National High School Walkout Day—a protest against gun violence—is scheduled to take place on Wednesday, March 14. Gun control and gun violence have become fiery controversies ever since the fatal shooting and killing of 17 students and faculty (with an additional 14 injured) on February 14, at Marjory Stoneman Douglas High School in Parkland, Florida. Because of this tragic event, Druid Hills High School, as well as many other schools across the country, staged an earlier walkout last Thursday, February 22. Students with signs in hand marched through the bus lane in front of the school, opposing America’s mild treatment of gun control, as well as demanding lawmakers to protect their people by taking this topic more seriously. After witnessing how easy it was for mentally ill Nikolas Cruz, 19, to obtain a gun, students like junior Riley Christian, feel more action needs to be taken in restricting who can and cannot own a gun. “The fact that a senior can buy an assault rifle is ridiculous… The sad thing is, no real change can happen in Congress or any federal level of government because half of the government is in the pocket of the National Rifle Association, and value money more than human lives.”
Instead of focusing solely on the issue of gun control, Druid Hills High School is having its own full day dedicated to activism on March 14. The goal of Druid Hills’s day of activism is to have all students’ voices heard. “…all of first period will be focused on open discussions about solutions dealing with what we can do as children of this nation to implement change and help our local politicians realize our stance on different issues,” said Lisa Medford, who is in charge of Druid Hills’ Walkout Day. Many students are on board with Walkout Day like Christian who said, “The gun control issue has been a thing for a very long time, and it really is a shame it has come to this for real change to be discussed… The walkouts and marches and protests are really having a great impact, and yet our president only offers ‘Teachers with Guns.’” Some students, such as Senior Trinity Burke, do not completely agree though. “The walkout seems like a good idea, but it may not have the intended effect. How will walking out influence what the government does to gun laws?” Burke said.

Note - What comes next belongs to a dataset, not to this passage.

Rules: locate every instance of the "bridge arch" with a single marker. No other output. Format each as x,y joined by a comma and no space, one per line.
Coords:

When I asked Medford how last Thursday’s walkout will be different from the walkout in March, she said, “Last week’s walkout was a little unorganized. The main difference is that we are taking part in the national walkout. We will be getting the entirety of our student and staff population. Then, at 10 o’clock, we are going to walk out together and have a few student speakers and hopefully some other outside speakers come together. It is going to be more official, more organized, and hopefully make more of an impact.” According to Medford, Walkout Day will begin with “discussions regarding the second amendment versus safety, ethics, and moral dilemmas,” during first period, followed by an actual walkout starting at 10 o’clock for all students wishing to participate. Finally, after that, “we will get the opportunity for our seniors and those old enough to register to vote so that we can enable change.”
The walkout, in addition, is geared toward President Donald Trump, who is, unfortunately, very influential in our lawmaking. On February 22, Trump said on Twitter, “….immediately fire back if a savage sicko came to a school with bad intentions. Highly trained teachers would also serve as a deterrent to the cowards that do this. Far more assets at much less cost than guards. A ‘gun free’ school is a magnet for bad people. ATTACKS WOULD END!” in an attempt to better combat gun violence. Lisa Medford further spoke on Trump’s statement saying, “[Trump’s] tweet about arming teachers as a resolution to this issue, I find, is terrifying. [Trump] making [his views] public is not something I agree with and something that I find as us going in the right direction if local politicians also view that as an answer.” The types of statements made by President Donald Trump and many of our other leading political figures undoubtedly centralize the lack of common sense utilized when making controversial yet significant decisions for an entire nation.
When dealing with gun control laws, it is important to remember that although school shootings are a problem, general gun violence is a much greater issue facing the US that is seldom discussed. It is not until a calamitous event like the Columbine High School massacre or the Orlando nightclub shooting takes place. We can not and should not wait for an instance of gun violence in order to address it. If we have learned anything from prohibition, it is that outright banning guns will not prevent gun violence. Outlawing all guns is not the answer but neither are our current gun laws.